Alors que le premier ministre du Québec, Philippe Couillard, se dit « très préoccupé » par la situation au centre jeunesse de Laval (où 33 jeunes filles en fugue du centre ont été exploitées sexuellement en 2015), l’ex-députée fédérale Maria Mourani trouve « aberrant » que le projet de loi C-452 ne soit pas encore entré en vigueur.

« S’il y a une volonté réelle de bouger, le premier ministre Trudeau n’a qu’à appeler sa ministre de la Justice pour émettre le décret. Il n’y a rien de bien compliqué à émettre un décret », dit Mme Mourani, qui n’est « vraiment pas impressionnée » par le gouvernement Trudeau dans ce dossier. Elle fait valoir que la situation est « choquante pour les victimes ».

« Ça fait sept ans que les policiers et les victimes attendent », dit Mme Mourani, qui a été défaite comme candidate du Nouveau Parti démocrtique (NPD) aux élections de l’automne dernier après avoir été députée d’Ahuntsic de 2006 à 2015.

Une première version du projet de loi est morte au feuilleton avec les élections de 2011, mais le projet de loi parrainé par Maria Mourani a été adopté à l’unanimité par la Chambre des communes en novembre 2013 puis a été adopté au Sénat en juin dernier.
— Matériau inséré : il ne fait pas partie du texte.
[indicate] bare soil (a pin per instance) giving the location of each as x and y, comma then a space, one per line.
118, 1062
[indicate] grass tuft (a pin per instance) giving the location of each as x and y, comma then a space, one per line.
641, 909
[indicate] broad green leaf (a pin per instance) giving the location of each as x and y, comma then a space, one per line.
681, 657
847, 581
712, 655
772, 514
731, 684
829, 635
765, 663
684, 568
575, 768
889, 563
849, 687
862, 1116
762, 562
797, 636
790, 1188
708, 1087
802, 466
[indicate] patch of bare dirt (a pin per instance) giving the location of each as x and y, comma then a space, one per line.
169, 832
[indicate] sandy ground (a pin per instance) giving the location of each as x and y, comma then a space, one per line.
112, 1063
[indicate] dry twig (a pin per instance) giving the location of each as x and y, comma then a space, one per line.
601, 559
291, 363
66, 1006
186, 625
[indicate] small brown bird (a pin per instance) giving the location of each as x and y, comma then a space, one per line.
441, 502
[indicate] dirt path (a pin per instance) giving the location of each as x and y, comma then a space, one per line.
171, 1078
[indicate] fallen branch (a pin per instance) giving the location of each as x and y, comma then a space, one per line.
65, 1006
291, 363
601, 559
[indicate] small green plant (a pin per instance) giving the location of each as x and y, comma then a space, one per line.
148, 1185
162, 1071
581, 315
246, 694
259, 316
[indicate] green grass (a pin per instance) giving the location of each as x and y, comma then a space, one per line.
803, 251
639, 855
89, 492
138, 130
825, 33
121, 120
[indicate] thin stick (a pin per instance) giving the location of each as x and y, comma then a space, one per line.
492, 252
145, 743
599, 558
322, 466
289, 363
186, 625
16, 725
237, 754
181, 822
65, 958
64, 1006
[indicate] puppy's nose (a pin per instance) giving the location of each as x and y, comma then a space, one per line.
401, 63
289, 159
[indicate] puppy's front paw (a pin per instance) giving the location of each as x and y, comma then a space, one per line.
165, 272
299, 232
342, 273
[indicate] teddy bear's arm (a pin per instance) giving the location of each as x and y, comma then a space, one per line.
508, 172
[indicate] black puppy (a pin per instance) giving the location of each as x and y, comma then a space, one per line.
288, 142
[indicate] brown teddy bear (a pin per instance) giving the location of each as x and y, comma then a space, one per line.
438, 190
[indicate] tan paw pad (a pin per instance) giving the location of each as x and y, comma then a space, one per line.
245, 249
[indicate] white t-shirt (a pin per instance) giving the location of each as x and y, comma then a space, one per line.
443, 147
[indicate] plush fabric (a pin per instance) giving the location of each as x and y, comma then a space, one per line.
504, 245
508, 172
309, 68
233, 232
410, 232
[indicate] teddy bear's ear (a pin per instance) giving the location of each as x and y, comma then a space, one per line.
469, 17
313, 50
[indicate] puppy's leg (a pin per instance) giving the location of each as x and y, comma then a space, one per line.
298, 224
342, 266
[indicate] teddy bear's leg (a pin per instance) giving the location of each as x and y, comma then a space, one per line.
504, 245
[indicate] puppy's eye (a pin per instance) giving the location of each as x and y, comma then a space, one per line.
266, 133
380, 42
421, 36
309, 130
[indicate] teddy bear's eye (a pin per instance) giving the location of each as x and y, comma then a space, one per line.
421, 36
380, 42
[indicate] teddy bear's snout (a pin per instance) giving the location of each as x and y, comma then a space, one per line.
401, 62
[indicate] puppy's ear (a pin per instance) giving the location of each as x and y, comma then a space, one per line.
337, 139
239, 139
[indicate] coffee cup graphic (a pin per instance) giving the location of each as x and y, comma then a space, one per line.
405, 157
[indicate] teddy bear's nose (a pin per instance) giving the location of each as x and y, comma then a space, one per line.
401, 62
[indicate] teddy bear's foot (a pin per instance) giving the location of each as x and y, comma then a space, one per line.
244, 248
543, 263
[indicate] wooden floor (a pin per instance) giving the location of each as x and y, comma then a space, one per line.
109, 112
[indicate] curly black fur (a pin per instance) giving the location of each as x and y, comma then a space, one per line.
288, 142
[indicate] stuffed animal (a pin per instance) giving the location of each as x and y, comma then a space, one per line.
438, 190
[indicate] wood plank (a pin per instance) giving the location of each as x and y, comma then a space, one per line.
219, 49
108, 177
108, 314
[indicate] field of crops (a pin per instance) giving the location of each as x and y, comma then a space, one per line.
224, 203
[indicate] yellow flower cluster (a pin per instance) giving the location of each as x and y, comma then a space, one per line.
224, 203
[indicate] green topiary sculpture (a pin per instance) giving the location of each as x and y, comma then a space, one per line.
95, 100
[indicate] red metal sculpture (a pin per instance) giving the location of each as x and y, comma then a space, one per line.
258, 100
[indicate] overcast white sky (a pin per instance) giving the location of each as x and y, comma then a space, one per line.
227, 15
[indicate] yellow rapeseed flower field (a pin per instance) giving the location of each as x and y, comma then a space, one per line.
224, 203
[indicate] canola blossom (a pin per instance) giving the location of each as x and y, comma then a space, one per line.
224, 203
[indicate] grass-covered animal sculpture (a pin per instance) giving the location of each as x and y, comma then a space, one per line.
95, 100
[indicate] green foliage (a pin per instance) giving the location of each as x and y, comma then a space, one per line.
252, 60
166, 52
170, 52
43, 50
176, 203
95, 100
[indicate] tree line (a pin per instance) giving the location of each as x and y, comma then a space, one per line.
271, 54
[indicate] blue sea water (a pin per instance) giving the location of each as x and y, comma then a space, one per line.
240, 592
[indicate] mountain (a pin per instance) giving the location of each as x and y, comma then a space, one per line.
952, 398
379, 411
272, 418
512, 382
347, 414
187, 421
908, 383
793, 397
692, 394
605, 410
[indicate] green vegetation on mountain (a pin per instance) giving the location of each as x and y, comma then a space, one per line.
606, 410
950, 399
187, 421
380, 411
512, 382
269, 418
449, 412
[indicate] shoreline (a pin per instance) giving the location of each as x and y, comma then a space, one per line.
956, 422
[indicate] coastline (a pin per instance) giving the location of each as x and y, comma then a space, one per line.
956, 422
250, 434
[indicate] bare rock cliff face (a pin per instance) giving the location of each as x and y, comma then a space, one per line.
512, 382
Le projet de loi prévoit son entrée en vigueur par décret du Conseil des ministres.

« Déçu de constater » que le gouvernement Trudeau ne « semble […] aucunement au fait du projet de loi [C-452] », le Nouveau Parti démocratique a envoyé hier à la ministre de la Justice une lettre lui demandant de « fixer immédiatement une date pour l’entrée en vigueur » du projet de loi C-452.

« Votre gouvernement a dit à plusieurs reprises vouloir faire de l’égalité entre les sexes une priorité. Il est maintenant temps de concrétiser cette promesse en posant des actions concrètes. »

— Les députés néo-démocrates Murray Rankin et Karine Trudel

Le Bloc québécois espère aussi que le projet de loi C-452 entrera en vigueur rapidement. « Surtout avec les événements des dernières semaines, il est important qu’on se mette à jour. Je ne comprends pas pourquoi le décret n’a pas été signé, j’ose croire que ce sera fait dans les prochains jours », dit Rhéal Fortin, chef par intérim du Bloc québécois.

Le Parti conservateur du Canada n’a pas rappelé La Presse. Le gouvernement Harper aurait pu décréter l’entrée en vigueur du projet de loi entre juin et le début des élections au mois d’août (théoriquement même jusqu’au début novembre, avant la prestation de serment du gouvernement Trudeau).

Les trois changements de C-452

Le projet de loi C-452 comporte trois modifications au Code criminel. Premièrement, le fardeau de la preuve est renversé en matière d’exploitation et de traite de personnes. Le témoignage des victimes ne serait donc plus absolument nécessaire. « Les victimes sont souvent soit amoureuses, soit elles ont peur », dit l’ex-députée Maria Mourani, qui a parrainé le projet de loi. Ensuite, les peines seront consécutives (au lieu de prendre seulement la peine la plus élevée). Elles seront donc plus sévères en pratique. Finalement, on pourra saisir les biens d’un accusé sauf s’il prouve qu’ils ne proviennent pas des fruits de la criminalité. « [Actuellement,] c’est rendu plus risqué de vendre de la drogue que de faire de la traite de personnes. C’est grave ! », dit Maria Mourani.